What happens when a teacher we entrust to prevent bullying is to blame for oppression in your school? What if your child’s teacher is the oppressor? Every school is essentially a colony. Bullying is rampant on school campuses, and parents, educators and legislators are all seeking answers.
What the research says
Dr. Stuart Twemlow, psychiatrist and director of the Peaceful Schools and Communities Project at Baylor offers insight into this unique breed of the school bully. In a 2005 study, Twemlow found that “45 percent of the 116 teachers sampled indicated that at some time in their careers they had bullied a student.” Teachers are humans who lose patience or exercise poor judgment just like anyone else, but that is no excuse when it’s your kid crying on the bus ride home.
The majority of the teachers that I have known are dedicated, professional and compassionate people who would, like Victoria Soto from Sandy Hook Elementary in Newton, Connecticut, give their own lives for your children. Some teachers forget why they chose education and stop caring about kids, a small number of teachers might even feel satisfaction in taking out their sadistic ways on children. Still, some do not even realize when they have been hurtful. So, what steps can you take to protect your child from Mister or Miss Mean?
Handling adult bullies is a lot like dealing with any other bully:
Adults are always telling kids to ignore bullies. Why? For a one-time, hurtful word or shove, this might work with some bullies. Parents cannot ignore or tolerate this behavior in teachers, who are in a position of trust. They chose this profession because they are supposed to care about kids. When they stop demonstrating that care, parents have a right and responsibility to address the incident after gathering accurate details from all parties or friends involved. Usually a phone call or teacher meeting will resolve it. It will be important here to state facts and not become overly emotional, vengeful or reactive if you really want the best outcome for your child. Using your attorney as a threat is usually not necessary or helpful to the conversation.
Discuss what is happening with your child and write down details relevant to bullying incidents. Open communication in the home is important for kids in all phases, but particularly in the younger, more vulnerable times in their lives. When you visit with a teacher, or if you need to take the issue higher up to the principal or district personnel, you have a legal record. Follow school policy and sound legal advice where necessary. Allow love and professionalism, not anger, to guide the process.

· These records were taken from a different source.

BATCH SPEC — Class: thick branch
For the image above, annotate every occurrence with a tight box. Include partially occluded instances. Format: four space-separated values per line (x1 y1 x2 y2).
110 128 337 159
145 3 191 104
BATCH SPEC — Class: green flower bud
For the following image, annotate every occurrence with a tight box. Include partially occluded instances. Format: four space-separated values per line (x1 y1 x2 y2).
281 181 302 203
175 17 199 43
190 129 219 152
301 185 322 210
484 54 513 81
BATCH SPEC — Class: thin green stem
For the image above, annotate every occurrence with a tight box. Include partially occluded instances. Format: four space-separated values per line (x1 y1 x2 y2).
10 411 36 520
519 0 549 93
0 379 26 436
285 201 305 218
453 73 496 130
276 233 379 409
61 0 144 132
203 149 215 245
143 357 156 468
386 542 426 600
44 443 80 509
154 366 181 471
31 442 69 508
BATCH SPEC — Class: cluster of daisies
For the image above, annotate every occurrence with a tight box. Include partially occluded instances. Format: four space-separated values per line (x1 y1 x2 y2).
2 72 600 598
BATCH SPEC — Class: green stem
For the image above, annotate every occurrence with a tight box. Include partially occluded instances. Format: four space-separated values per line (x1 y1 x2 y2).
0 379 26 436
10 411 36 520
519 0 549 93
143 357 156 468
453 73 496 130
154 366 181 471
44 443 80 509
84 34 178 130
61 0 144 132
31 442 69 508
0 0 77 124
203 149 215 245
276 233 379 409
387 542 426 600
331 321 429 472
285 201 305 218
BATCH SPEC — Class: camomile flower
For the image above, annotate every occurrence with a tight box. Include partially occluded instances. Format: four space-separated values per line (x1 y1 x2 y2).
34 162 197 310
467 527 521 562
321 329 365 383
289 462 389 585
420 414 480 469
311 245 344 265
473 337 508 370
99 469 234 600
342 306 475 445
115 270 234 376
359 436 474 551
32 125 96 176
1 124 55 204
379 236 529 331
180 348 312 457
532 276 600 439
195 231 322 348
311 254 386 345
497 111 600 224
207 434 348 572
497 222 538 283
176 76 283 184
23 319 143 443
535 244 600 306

First, be the kind of parent who never belittles or abuses a child in any way. Communicate with your kids about everything. Empower them to stick up for themselves and others. Personally visit your child’s teacher at the beginning of and volunteer throughout the school year so that the teacher knows that you, as the parent, are aware of what is going on in the classroom. Chaperone at field trips or overnight school activities. Do not allow your child to accept friend requests from teachers on social media websites. Do not allow yourself or your child to bully or threaten a teacher in person or online. Speak out when you know of a bully teacher or principal and act to protect all kids. Unite with parents and compassionate educators to make home and school a safe space for children. No one can prevent all of the harmful things a child will face in this world, but this type of bullying is one that is very preventable and will do a great service to hundreds of children who may possibly endure a verbally, emotionally, or physically abusive teacher.
An end to pain
No child deserves to be bullied, especially by someone who holds the sacred trust of educating children. No community should tolerate or turn a blind eye to a teacher-oppressor. These steps and the collective voice of parents can help to ensure safer schools. It really is a question of freedom. The Brazilian philosopher, Freire, knew it and liberated the oppressed around him. It was an intellectual and physical release from pain. Isn’t that what our kids are asking for? Isn’t that what they deserve?